The size and positioning of the fuselage elements is up to the usual high standards with finely detailed titles and a lovely Chinese dragon. The engines correctly replicate the fuselage band.
There are very few images of this aircraft available but it is clear that it uses the standard Cathay Dragon scheme and from photos you can just see that that includes featuring the brushwing design on the inside of the Sharklets. This has been missed in the design process and the insides are missing the logo. The unpainted leading edges of the Sharklets are also significantly wider than is shown on the model in real life.
SCORE – 8
PRINTING & QUALITY CONTROL
You must know by now that when purchasing HYJLwings or NG Models releases you can expect flawless printing of the highest technical detail. That is exactly what you get with this model.
As is standard with HYJLwings releases this model comes additionally with a collector’s card telling me that its number 39 of 120 made. Interestingly this card now does not show the signature of the former HYJLwings owner Jelly Huang suggesting that indeed HYJLwings is now a full sub-brand of NG itself.
Build quality is topnotch and demonstrates none of the loose parts that have been causing some mild hysteria in silly people on Youtube and Facebook.
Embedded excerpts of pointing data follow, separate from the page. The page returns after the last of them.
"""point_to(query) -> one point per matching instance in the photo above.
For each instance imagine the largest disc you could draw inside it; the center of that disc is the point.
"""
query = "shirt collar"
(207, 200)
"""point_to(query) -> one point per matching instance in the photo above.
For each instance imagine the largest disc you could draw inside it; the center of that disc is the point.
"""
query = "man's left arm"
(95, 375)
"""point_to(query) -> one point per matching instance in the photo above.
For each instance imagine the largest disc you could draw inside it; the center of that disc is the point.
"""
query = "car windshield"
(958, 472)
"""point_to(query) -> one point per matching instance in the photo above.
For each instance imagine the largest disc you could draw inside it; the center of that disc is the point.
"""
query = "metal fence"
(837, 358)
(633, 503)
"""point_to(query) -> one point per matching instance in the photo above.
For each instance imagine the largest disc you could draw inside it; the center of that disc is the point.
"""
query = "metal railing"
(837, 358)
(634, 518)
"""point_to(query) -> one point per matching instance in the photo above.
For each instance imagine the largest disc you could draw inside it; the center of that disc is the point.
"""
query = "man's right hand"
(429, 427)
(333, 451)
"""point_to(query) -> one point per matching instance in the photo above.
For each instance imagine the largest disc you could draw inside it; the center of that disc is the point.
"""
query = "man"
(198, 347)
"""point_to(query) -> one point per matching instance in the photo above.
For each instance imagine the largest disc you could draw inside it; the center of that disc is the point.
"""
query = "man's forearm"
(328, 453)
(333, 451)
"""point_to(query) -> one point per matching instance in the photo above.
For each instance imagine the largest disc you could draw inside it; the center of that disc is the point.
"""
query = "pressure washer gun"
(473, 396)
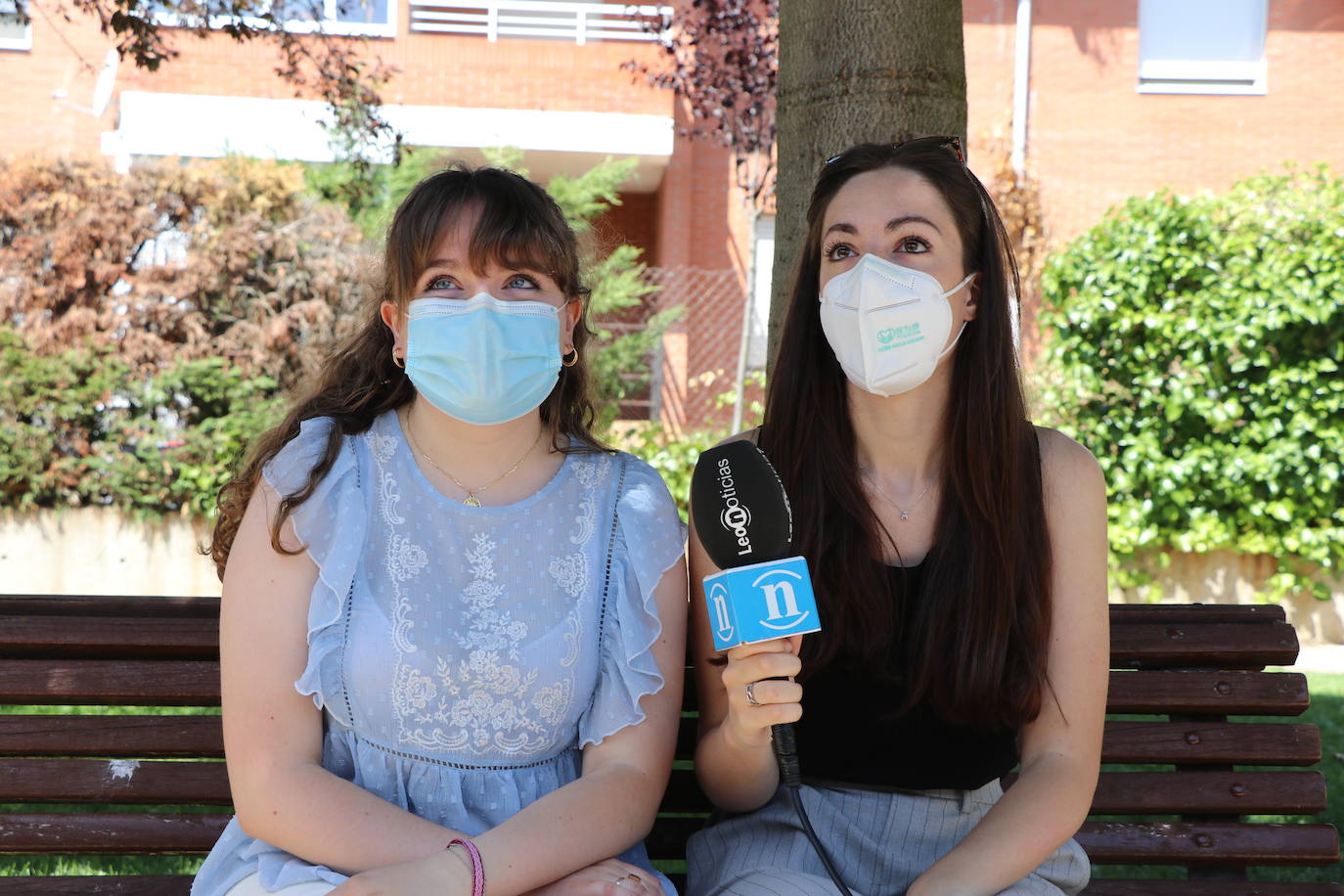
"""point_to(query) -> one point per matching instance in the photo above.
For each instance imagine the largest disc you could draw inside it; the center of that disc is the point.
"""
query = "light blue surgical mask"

They in my opinion have unrealistic expectations about what is achievable with every single model and don’t seem to collect enough models to really form an opinion that ought to be listened to!
SCORE – 10
I guess technically at present this is still a fantasy model, although surely Cathay Dragon will eventually take delivery of the aircraft. The model itself is up to the usual high standards of the factory from which it originates but even NG are not infallible and the occasional error is sure to slip in from time to time. Even with that it scores a full mark that is superior to many of its competitors.